Adding new group `test' (1000) ...
Adding new user `test' (1000) with group `test' ...
Creating home directory `/home/test' ...
Copying files from `/etc/skel' ...
New password:
Retype new password:
passwd: password updated successfully
Changing the user information for test
Enter the new value, or press ENTER for the default
Full Name []:
Room Number []:
Work Phone []:
Home Phone []:
Other []:
Is the information correct? [Y/n] Y
I switch to this new user :
root#163974703e4c:/# su test
test#163974703e4c:/$ id
uid=1000(test) gid=1000(test) groups=1000(test)
As I have a user other than root, he has on my host a subuid. My /etc/subuid:
user:100000:65536
Therefore I put an acl on my dbus socket to allow my sub user to use the socket:
host$ sudo setfacl -R -m u:100999:rwx /run/dbus/system_bus_socket
So I have the DBus socket with an access to this socket in the container:
test#163974703e4c:/$ ls -lan /run/dbus/system_bus_socket
srw-rwxrw-+ 1 65534 65534 0 Dec 9 17:46 /run/dbus/system_bus_socket
test#163974703e4c:/$ getfacl /run/dbus/system_bus_socket
getfacl: Removing leading '/' from absolute path names
# file: run/dbus/system_bus_socket
# owner: nobody
# group: nogroup
user::rw-
user:test:rwx
group::rw-
mask::rwx
other::rw-
I test the command dbus-monitor --system but I have this output :
$ dbus-monitor --system
Failed to open connection to system bus: Did not receive a reply. Possible causes include: the remote application did not send a reply, the message bus security policy blocked the reply, the reply timeout expired, or the network connection was broken.
Can you help me please?
I tried to launch my container in privileged mode, with --add-cap ALL, but I still get this error message.
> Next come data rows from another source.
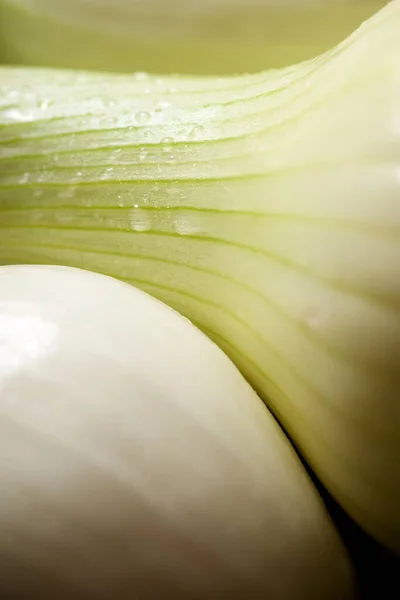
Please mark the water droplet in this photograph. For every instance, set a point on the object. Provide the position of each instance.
(139, 219)
(196, 133)
(24, 178)
(183, 226)
(17, 116)
(142, 117)
(167, 144)
(142, 154)
(67, 193)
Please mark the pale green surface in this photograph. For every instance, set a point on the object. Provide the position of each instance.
(264, 208)
(185, 36)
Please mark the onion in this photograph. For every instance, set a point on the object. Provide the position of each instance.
(137, 463)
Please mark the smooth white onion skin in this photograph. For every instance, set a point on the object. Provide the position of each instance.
(136, 462)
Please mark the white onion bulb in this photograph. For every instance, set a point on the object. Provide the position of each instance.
(136, 462)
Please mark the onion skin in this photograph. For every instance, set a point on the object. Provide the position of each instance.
(136, 462)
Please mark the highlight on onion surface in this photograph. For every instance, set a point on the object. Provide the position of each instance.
(136, 462)
(265, 208)
(184, 36)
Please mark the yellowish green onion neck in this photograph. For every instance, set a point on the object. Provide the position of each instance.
(264, 208)
(207, 37)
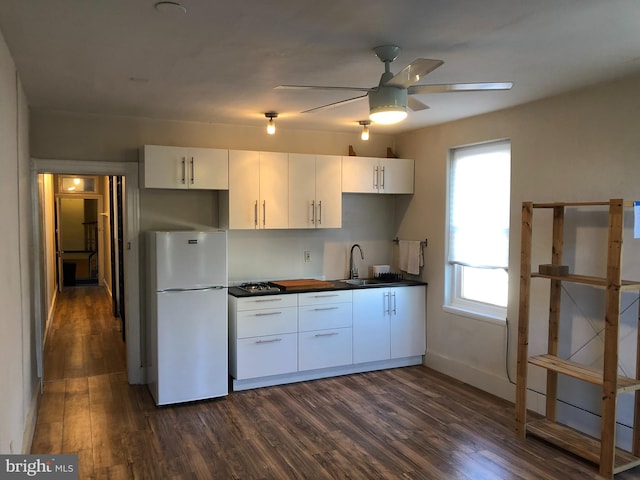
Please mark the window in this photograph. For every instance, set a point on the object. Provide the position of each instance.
(478, 255)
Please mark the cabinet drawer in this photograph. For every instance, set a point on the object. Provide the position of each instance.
(267, 301)
(271, 321)
(265, 356)
(323, 316)
(325, 348)
(319, 298)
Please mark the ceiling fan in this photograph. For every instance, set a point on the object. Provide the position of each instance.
(388, 101)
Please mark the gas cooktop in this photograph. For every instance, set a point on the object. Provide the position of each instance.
(258, 287)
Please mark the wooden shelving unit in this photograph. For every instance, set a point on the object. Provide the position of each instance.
(603, 451)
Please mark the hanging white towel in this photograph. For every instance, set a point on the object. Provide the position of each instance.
(410, 256)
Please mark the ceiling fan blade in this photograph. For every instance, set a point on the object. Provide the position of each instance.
(335, 104)
(320, 87)
(414, 72)
(459, 87)
(415, 104)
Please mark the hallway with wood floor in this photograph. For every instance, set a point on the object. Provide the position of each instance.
(411, 423)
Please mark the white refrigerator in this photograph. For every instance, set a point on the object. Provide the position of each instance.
(187, 305)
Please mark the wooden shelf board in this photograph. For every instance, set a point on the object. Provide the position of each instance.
(581, 372)
(579, 443)
(589, 280)
(628, 203)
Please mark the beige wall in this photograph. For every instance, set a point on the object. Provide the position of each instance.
(252, 255)
(17, 341)
(581, 146)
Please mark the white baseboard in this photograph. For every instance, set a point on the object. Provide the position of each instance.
(487, 381)
(30, 421)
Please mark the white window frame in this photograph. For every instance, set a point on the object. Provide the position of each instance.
(454, 301)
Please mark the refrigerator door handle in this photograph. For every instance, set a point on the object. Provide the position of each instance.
(202, 289)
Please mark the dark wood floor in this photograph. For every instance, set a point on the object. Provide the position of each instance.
(410, 423)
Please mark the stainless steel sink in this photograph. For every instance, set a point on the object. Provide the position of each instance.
(362, 281)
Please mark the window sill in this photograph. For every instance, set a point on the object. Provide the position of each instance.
(488, 318)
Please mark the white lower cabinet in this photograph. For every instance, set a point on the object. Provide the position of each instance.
(276, 339)
(388, 323)
(324, 330)
(263, 334)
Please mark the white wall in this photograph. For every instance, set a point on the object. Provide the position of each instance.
(17, 341)
(581, 146)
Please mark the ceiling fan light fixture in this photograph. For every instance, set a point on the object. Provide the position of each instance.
(365, 129)
(388, 105)
(271, 126)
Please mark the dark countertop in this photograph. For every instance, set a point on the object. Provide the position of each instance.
(337, 285)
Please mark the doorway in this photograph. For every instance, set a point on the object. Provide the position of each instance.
(128, 172)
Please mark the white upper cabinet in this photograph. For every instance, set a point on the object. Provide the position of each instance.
(185, 168)
(315, 193)
(258, 190)
(377, 175)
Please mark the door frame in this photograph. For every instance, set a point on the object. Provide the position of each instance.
(129, 170)
(79, 196)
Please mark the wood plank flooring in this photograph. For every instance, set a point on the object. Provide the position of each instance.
(411, 423)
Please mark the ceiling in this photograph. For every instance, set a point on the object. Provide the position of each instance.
(220, 61)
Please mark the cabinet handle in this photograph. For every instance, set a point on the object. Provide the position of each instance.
(255, 214)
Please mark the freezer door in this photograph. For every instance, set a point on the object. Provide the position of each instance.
(187, 260)
(192, 358)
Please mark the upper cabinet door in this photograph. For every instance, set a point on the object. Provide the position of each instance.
(377, 175)
(165, 167)
(328, 203)
(396, 175)
(244, 189)
(360, 174)
(274, 190)
(302, 190)
(183, 168)
(208, 168)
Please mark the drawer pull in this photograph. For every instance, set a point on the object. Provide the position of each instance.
(273, 340)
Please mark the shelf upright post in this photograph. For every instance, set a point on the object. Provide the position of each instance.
(554, 310)
(523, 320)
(612, 315)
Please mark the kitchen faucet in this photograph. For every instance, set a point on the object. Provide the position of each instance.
(353, 270)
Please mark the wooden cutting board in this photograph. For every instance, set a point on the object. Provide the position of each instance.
(302, 284)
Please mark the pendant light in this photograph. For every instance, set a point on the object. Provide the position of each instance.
(365, 129)
(271, 126)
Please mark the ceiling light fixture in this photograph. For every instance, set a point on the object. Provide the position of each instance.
(365, 129)
(388, 105)
(271, 126)
(170, 7)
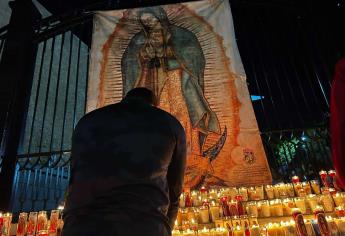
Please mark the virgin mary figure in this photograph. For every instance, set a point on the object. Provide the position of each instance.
(169, 60)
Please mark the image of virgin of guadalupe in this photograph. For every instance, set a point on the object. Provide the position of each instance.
(169, 60)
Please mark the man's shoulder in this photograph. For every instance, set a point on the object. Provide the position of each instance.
(172, 120)
(97, 113)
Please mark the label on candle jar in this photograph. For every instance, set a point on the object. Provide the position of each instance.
(300, 226)
(322, 223)
(1, 223)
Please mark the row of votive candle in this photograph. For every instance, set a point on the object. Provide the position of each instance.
(36, 223)
(211, 211)
(282, 207)
(336, 227)
(282, 190)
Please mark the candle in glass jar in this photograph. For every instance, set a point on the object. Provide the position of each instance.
(299, 189)
(204, 232)
(21, 227)
(176, 232)
(252, 193)
(276, 191)
(264, 209)
(182, 201)
(5, 223)
(255, 230)
(306, 187)
(338, 199)
(31, 229)
(315, 185)
(290, 190)
(213, 193)
(238, 231)
(312, 201)
(332, 226)
(283, 190)
(300, 203)
(219, 231)
(233, 208)
(288, 204)
(54, 220)
(214, 211)
(276, 208)
(232, 192)
(289, 228)
(269, 191)
(339, 211)
(252, 209)
(331, 173)
(260, 192)
(244, 193)
(191, 214)
(295, 179)
(273, 229)
(327, 202)
(43, 233)
(204, 215)
(340, 222)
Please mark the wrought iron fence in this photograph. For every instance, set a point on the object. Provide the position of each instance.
(292, 116)
(56, 103)
(3, 34)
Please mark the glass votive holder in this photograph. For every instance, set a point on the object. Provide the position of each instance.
(338, 199)
(204, 215)
(264, 209)
(269, 191)
(252, 209)
(313, 202)
(301, 204)
(315, 185)
(290, 189)
(42, 221)
(306, 187)
(43, 232)
(288, 205)
(327, 202)
(32, 224)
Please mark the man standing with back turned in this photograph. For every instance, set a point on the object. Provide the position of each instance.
(128, 162)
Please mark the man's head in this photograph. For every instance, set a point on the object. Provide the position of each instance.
(143, 94)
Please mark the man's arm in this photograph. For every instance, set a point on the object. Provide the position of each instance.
(176, 174)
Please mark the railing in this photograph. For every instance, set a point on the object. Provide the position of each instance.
(57, 102)
(3, 35)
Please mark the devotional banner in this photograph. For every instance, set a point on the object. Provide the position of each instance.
(187, 55)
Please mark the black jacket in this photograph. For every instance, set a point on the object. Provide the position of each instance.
(127, 164)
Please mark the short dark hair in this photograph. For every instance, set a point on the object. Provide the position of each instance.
(142, 93)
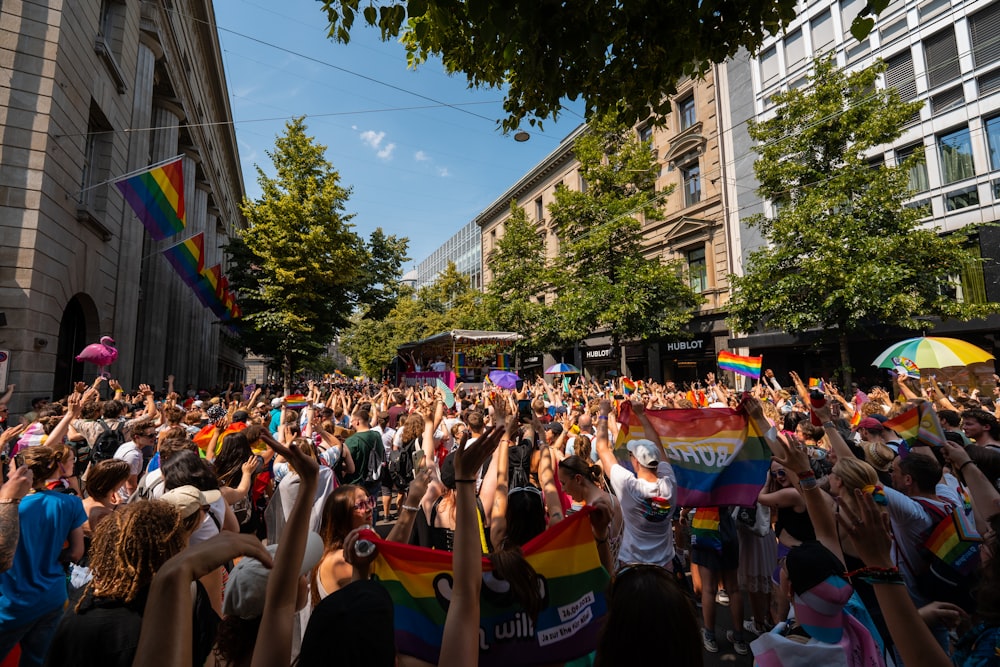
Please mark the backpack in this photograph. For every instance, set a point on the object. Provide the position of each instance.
(107, 443)
(950, 551)
(400, 464)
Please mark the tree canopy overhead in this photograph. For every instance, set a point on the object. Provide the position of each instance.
(299, 267)
(844, 251)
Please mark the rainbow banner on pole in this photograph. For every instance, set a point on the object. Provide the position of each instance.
(157, 197)
(565, 557)
(717, 454)
(918, 426)
(748, 366)
(188, 258)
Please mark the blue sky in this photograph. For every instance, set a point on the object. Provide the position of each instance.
(418, 167)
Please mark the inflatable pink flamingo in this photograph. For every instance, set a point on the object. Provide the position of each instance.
(101, 354)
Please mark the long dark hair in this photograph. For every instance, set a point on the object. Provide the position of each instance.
(643, 600)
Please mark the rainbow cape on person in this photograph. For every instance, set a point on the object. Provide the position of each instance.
(565, 557)
(717, 454)
(748, 366)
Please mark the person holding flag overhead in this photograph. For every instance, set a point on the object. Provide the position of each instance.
(646, 496)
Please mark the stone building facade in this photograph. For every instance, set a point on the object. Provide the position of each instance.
(93, 91)
(693, 230)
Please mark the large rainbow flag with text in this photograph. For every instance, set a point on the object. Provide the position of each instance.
(565, 558)
(717, 454)
(157, 197)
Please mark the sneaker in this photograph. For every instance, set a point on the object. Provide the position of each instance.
(708, 641)
(739, 645)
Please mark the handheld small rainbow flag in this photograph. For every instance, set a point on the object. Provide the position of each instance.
(419, 581)
(918, 426)
(748, 366)
(295, 401)
(157, 197)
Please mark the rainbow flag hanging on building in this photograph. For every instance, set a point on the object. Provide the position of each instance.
(717, 455)
(748, 366)
(188, 258)
(157, 197)
(565, 557)
(918, 426)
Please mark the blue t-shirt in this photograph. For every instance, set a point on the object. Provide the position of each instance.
(36, 583)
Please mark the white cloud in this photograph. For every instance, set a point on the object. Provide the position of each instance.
(372, 138)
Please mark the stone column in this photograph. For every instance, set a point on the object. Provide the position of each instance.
(157, 274)
(130, 255)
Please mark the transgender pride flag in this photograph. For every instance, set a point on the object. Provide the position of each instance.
(717, 455)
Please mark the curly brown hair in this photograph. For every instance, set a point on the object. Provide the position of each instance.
(131, 545)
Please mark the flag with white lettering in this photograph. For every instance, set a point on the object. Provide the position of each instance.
(718, 456)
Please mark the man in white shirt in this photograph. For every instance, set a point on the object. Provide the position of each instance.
(646, 496)
(131, 453)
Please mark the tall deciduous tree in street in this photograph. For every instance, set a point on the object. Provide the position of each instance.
(601, 276)
(624, 56)
(843, 251)
(515, 297)
(299, 267)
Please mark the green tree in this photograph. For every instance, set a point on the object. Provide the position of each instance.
(299, 268)
(843, 251)
(625, 56)
(602, 277)
(447, 303)
(515, 298)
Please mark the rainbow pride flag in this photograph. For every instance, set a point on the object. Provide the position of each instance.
(295, 401)
(918, 426)
(748, 366)
(565, 557)
(717, 455)
(157, 197)
(188, 258)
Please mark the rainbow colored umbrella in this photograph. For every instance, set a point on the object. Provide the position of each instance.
(933, 352)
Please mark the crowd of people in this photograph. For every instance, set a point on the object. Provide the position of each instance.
(157, 529)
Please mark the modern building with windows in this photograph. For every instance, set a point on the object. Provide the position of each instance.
(92, 91)
(464, 249)
(946, 54)
(688, 156)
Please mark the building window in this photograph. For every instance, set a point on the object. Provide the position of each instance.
(697, 269)
(822, 32)
(691, 179)
(795, 51)
(941, 57)
(769, 66)
(993, 139)
(984, 28)
(686, 112)
(918, 172)
(955, 151)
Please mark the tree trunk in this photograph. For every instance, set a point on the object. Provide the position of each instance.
(845, 363)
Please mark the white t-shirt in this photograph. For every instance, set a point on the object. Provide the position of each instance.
(130, 453)
(647, 508)
(910, 521)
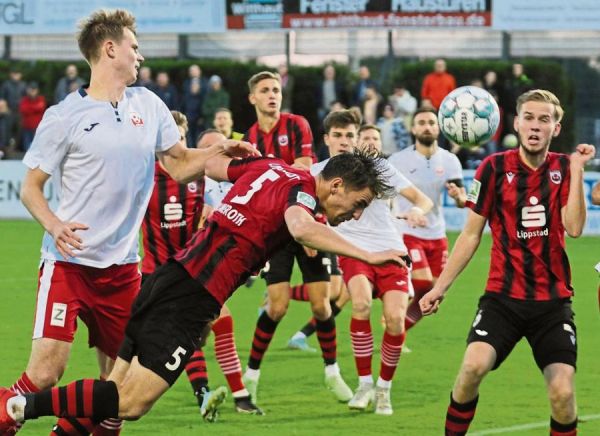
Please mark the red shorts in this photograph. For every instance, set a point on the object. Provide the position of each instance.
(427, 253)
(384, 278)
(101, 297)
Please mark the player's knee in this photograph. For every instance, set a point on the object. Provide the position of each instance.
(394, 324)
(361, 308)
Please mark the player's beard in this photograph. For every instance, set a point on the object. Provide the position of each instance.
(426, 139)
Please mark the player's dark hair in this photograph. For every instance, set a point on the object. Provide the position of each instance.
(341, 119)
(360, 169)
(424, 110)
(99, 27)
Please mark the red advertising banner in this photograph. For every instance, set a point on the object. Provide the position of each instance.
(324, 14)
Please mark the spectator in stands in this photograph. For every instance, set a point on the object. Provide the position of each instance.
(166, 91)
(67, 84)
(217, 97)
(514, 86)
(195, 88)
(287, 88)
(370, 104)
(32, 108)
(437, 85)
(145, 78)
(7, 130)
(329, 91)
(223, 122)
(394, 135)
(403, 104)
(360, 89)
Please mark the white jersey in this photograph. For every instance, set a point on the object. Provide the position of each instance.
(102, 158)
(214, 191)
(430, 176)
(374, 230)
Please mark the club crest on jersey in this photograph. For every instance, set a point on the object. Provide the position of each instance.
(283, 140)
(136, 119)
(555, 176)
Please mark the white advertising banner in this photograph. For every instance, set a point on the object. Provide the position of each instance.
(12, 173)
(152, 16)
(546, 15)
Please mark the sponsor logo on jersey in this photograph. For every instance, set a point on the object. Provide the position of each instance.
(136, 119)
(91, 127)
(474, 190)
(533, 216)
(555, 176)
(306, 199)
(233, 215)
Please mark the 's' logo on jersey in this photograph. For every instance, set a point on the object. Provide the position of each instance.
(173, 211)
(283, 140)
(555, 176)
(136, 119)
(89, 129)
(534, 215)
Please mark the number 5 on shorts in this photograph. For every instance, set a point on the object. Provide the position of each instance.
(177, 354)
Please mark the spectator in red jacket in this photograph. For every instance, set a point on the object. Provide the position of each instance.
(32, 109)
(437, 85)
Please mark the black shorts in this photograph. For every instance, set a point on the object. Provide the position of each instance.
(549, 327)
(280, 266)
(169, 319)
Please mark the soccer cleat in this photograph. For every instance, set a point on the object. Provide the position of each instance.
(211, 400)
(336, 384)
(8, 426)
(364, 395)
(300, 344)
(251, 386)
(383, 403)
(245, 405)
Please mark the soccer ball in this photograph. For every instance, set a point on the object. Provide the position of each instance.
(469, 116)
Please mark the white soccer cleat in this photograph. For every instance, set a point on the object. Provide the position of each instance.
(364, 395)
(251, 386)
(336, 384)
(383, 402)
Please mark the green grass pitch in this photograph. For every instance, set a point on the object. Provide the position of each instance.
(291, 390)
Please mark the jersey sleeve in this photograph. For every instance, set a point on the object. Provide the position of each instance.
(301, 195)
(168, 133)
(303, 140)
(481, 195)
(50, 144)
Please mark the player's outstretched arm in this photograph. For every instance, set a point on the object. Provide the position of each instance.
(32, 197)
(596, 194)
(310, 233)
(188, 164)
(574, 212)
(464, 249)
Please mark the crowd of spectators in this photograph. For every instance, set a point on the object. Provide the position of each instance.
(203, 100)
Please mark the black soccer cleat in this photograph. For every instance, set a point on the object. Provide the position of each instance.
(245, 405)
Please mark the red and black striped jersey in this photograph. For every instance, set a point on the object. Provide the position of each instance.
(249, 225)
(289, 139)
(523, 206)
(171, 218)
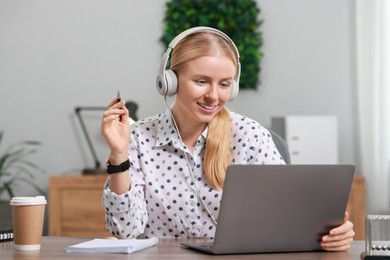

I tried to use strace to show all system call nothing more information :
prctl(PR_CAPBSET_READ, CAP_MAC_OVERRIDE) = 0
prctl(PR_CAPBSET_READ, 0x30 /* CAP_??? */) = -1 EINVAL (Invalid argument)
prctl(PR_CAPBSET_READ, CAP_CHECKPOINT_RESTORE) = 0
prctl(PR_CAPBSET_READ, 0x2c /* CAP_??? */) = -1 EINVAL (Invalid argument)
prctl(PR_CAPBSET_READ, 0x2a /* CAP_??? */) = -1 EINVAL (Invalid argument)
prctl(PR_CAPBSET_READ, 0x29 /* CAP_??? */) = -1 EINVAL (Invalid argument)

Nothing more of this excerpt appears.